The First Noble Truth is that we are bound to meet with trouble, pain and disappointment in life. The Buddha specifically spoke of the sufferings resulting from major changes such as birth, old age, sickness and death, as well as the suffering that comes from loss, frustrated desires, unwanted situations and the basic changing nature of life. The truth of suffering teaches us to recognize these facts courageously.

The Second Noble Truth is that suffering arises when we refuse to recognize the reality of life and attempt to make reality conform to our desires. This truth is often expressed as “the cause of suffering.” This craving is the result of the unrealistic expectation that life should be a source of perpetual happiness.

External circumstances can indeed bring about uncomfortable or tragic experiences. It is our internal craving, which turns pain, whether physical, emotional or spiritual, into suffering. The Buddha tells us that pain and discomfort exist in everyone’s life, but suffering is optional.

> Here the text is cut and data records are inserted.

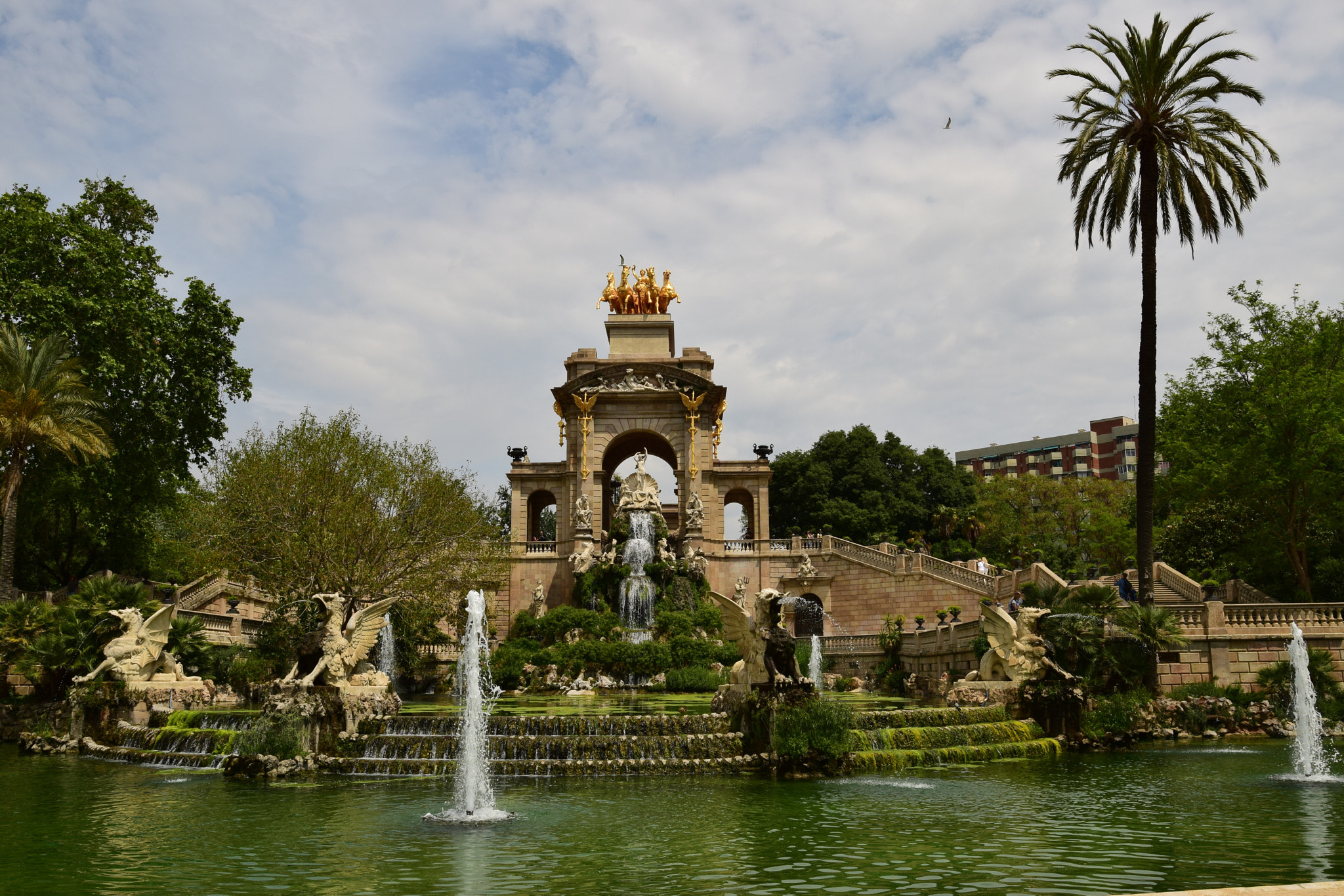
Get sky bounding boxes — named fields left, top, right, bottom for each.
left=0, top=0, right=1344, bottom=491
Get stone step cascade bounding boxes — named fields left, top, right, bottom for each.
left=849, top=706, right=1063, bottom=773
left=81, top=709, right=257, bottom=768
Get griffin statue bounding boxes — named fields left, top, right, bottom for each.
left=284, top=591, right=400, bottom=688
left=74, top=603, right=200, bottom=683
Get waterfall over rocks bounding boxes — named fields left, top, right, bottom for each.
left=617, top=510, right=657, bottom=643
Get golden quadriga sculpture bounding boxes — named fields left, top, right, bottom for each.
left=74, top=603, right=201, bottom=685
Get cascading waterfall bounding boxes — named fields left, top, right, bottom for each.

The Third Noble Truth teaches that relief from suffering is liberation from the vicious cycle of craving; this liberation is Nirvana. Nirvana is not some otherworldly realm of bliss, and it is not a nihilistic destruction of thought or being. It actually means to extinguish. When we extinguish the flames of selfish craving, we can experience true peace of mind. Though we may face painful events in our lives, we will not suffer. Through our practice, we can reach the point where we can face any situation, both pleasant and painful, with hearts that are loving, compassionate, joyful, and at peace.

The Fourth Noble Truth is the way to eliminate suffering; the path we must follow in order to stop clinging and free ourselves from suffering. It is the Middle Way between self-indulgence and self-denial, which is also called the Eightfold Path.